Marchés publics - Le prix, un critère suffisant d'attribution d'un marché ?
Dans le cadre d'un contentieux opposant une collectivité et une société sur les critères de choix des offres en vue de l'attribution d'un marché public de travaux, le commissaire du gouvernement, Nicolas Boulouis, a apporté des éclaircissements sur l'article 53 du Code des marchés publics, dans l'attente de la prochaine décision du Conseil d'Etat.

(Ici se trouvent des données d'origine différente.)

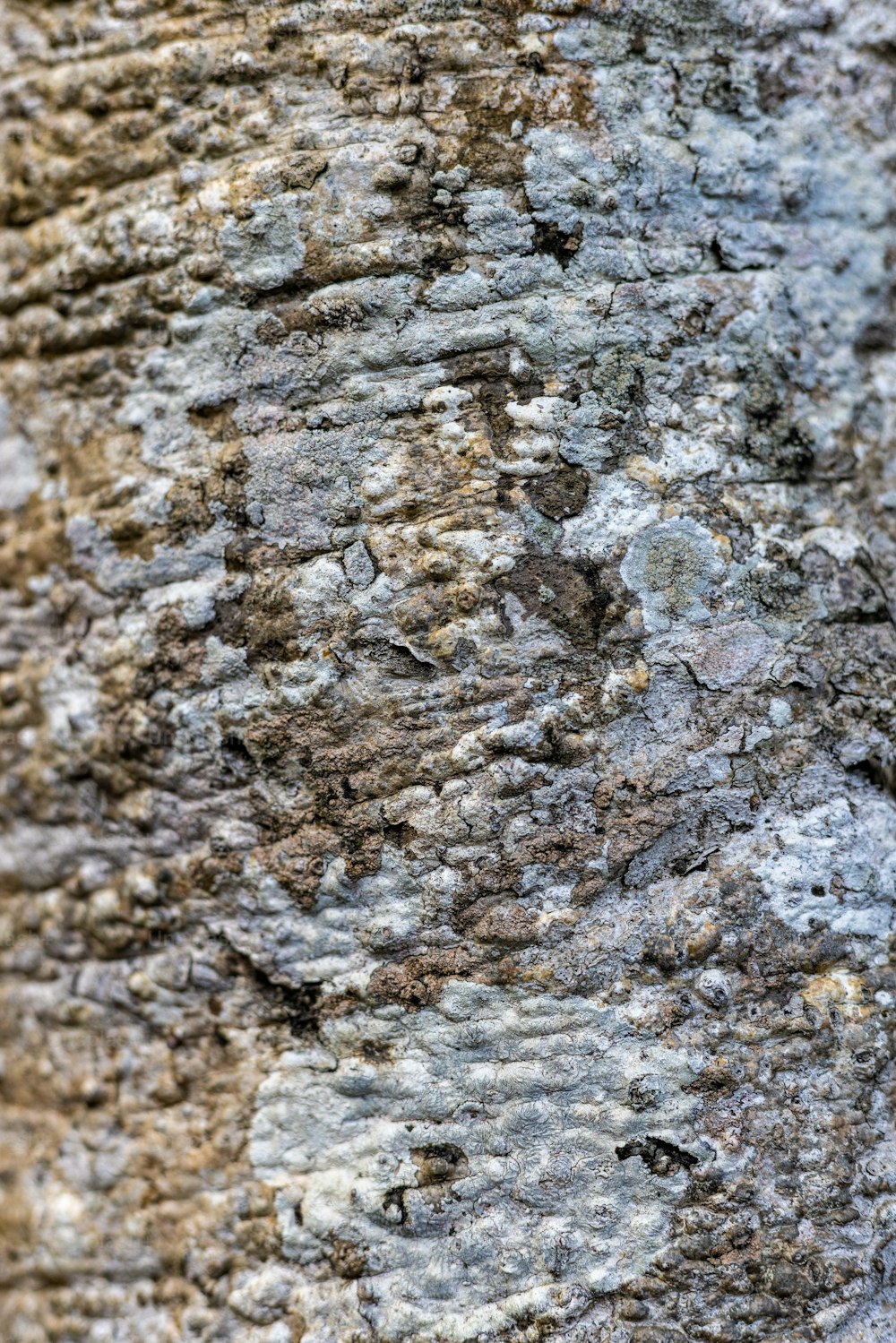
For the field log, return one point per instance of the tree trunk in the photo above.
(447, 672)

Le commissaire du gouvernement a procédé à un comparatif entre l'article 53 du Code des marchés et l'article 53 de la directive 2004/18/CE, afin de juger de la compatibilité entre droit interne et droit communautaire.

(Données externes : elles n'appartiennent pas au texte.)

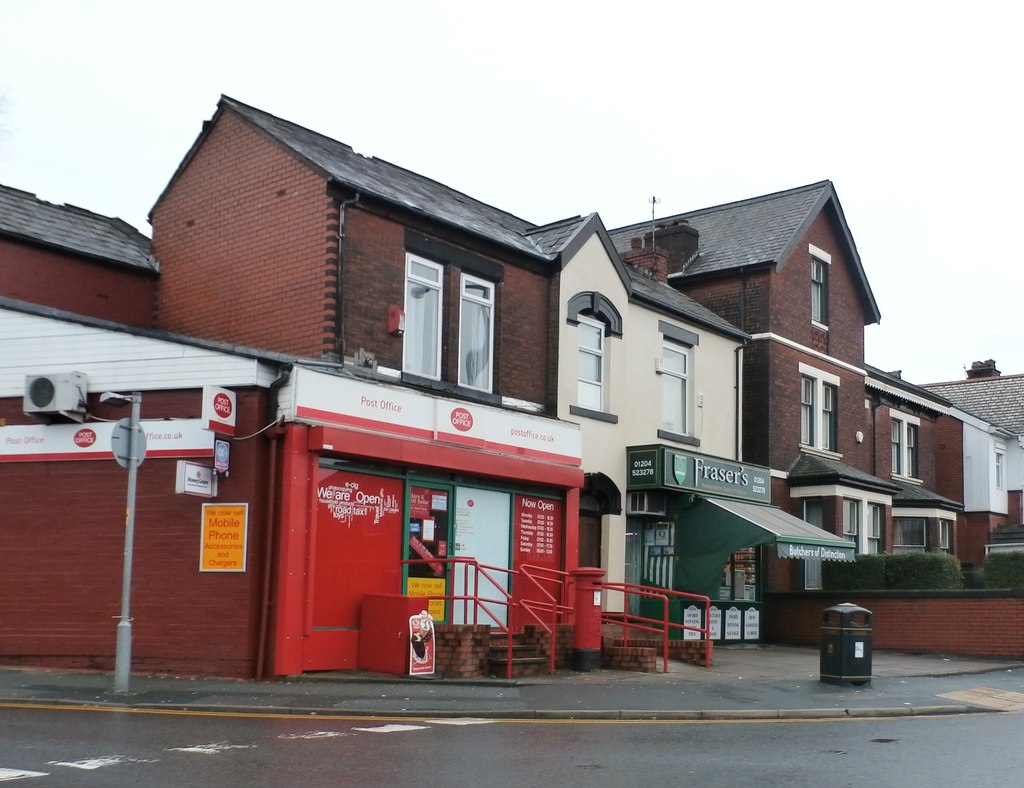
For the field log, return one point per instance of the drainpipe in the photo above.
(339, 321)
(738, 358)
(271, 505)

L'article 53 de la directive 2004/18/CE dispose que "les critères (...) pour attribuer les marchés publics sont soit, lorsque l'attribution se fait à l'offre économiquement la plus avantageuse, divers critères liés à l'objet du marché tels que la qualité, le prix, la valeur technique (...), soit uniquement le prix le plus bas". L'article 53 du nouveau Code, dans la mesure où il propose ce même choix au pouvoir adjudicateur, est bien conforme à la directive.
Toutefois, un décalage apparaît entre le droit interne et le droit communautaire.

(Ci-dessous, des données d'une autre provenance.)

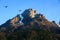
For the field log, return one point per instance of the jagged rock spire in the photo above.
(15, 20)
(29, 13)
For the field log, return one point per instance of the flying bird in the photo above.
(5, 6)
(19, 10)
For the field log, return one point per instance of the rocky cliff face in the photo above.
(30, 20)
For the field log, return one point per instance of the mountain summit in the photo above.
(30, 20)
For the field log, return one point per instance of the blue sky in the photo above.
(49, 8)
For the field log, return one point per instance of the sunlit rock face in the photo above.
(29, 13)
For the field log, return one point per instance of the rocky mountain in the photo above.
(30, 20)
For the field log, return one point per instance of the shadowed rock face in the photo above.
(38, 21)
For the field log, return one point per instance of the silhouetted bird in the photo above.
(5, 6)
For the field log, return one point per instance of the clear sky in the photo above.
(49, 8)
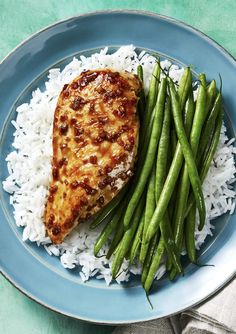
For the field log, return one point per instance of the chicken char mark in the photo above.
(95, 135)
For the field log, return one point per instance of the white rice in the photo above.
(29, 167)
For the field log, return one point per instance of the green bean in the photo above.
(158, 181)
(208, 156)
(163, 151)
(137, 240)
(148, 259)
(188, 155)
(189, 234)
(108, 229)
(124, 245)
(173, 141)
(170, 245)
(184, 186)
(149, 209)
(209, 126)
(141, 104)
(148, 163)
(103, 213)
(211, 95)
(154, 265)
(151, 100)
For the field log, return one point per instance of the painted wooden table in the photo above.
(21, 18)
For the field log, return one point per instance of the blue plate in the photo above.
(30, 268)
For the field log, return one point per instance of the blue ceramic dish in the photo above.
(29, 267)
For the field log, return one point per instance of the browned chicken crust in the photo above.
(95, 134)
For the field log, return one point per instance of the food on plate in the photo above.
(95, 136)
(152, 220)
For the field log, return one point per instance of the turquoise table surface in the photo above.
(21, 18)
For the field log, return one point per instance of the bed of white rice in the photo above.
(29, 166)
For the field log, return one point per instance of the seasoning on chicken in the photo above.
(95, 136)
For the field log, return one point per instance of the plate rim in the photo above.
(166, 18)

Ainsi, en droit communautaire, la notion de choix de l'offre économiquement la plus avantageuse est réservée à l'hypothèse d'un choix multicritères. A l'inverse, l'article 53 du Code permet de considérer que le critère exclusif du prix permet dans certains cas de choisir l'offre économiquement la plus avantageuse.
L'objet du marché doit justifier les critères de choix des offres
Le commissaire du gouvernement précise, à la lumière d'une jurisprudence de la Cour de justice des Communautés européennes (CJCE, 7 octobre 2004, aff. C- 247/02, Sintesi Spa c/ Autorita per la Vigilanza sui Lavori Pubblici), que la directive "s'oppose à une réglementation qui en vue de l'attribution de marchés publics de travaux impose de manière abstraite et générale aux pouvoirs adjudicateurs de recourir au seul critère du prix le plus bas". La Cour de justice avait conclu que l'ouvrage à réaliser étant complexe, le "pouvoir adjudicateur aurait pu utilement tenir compte de cette complexité en choisissant des critères d'attribution du marché objectifs (...)".
En l'espèce, le marché, qui comprenait la construction d'un carrefour giratoire et d'un bassin d'assainissement, revêtait bien un caractère complexe.
Au regard de la jurisprudence, le prix ne pouvait donc à lui seul constituer un critère de sélection des offres. Le pouvoir adjudicateur aurait dû recourir à d'autres critères tels que la qualité, la valeur technique, le caractère esthétique.
Le prix, bien que représentant le critère possible d'attribution d'un marché, ne peut être choisi que s'il est justifié par l'objet du marché (CE, 25 juillet 2001, n° 229666, commune de Gravelines : le critère choisi doit être en "rapport avec l'objet du marché").
L'Apasp
Référence : conclusions du commissaire du gouvernement, Nicolas Boulouis, n° 298584 du 21 mars 2007, département de l'Isère.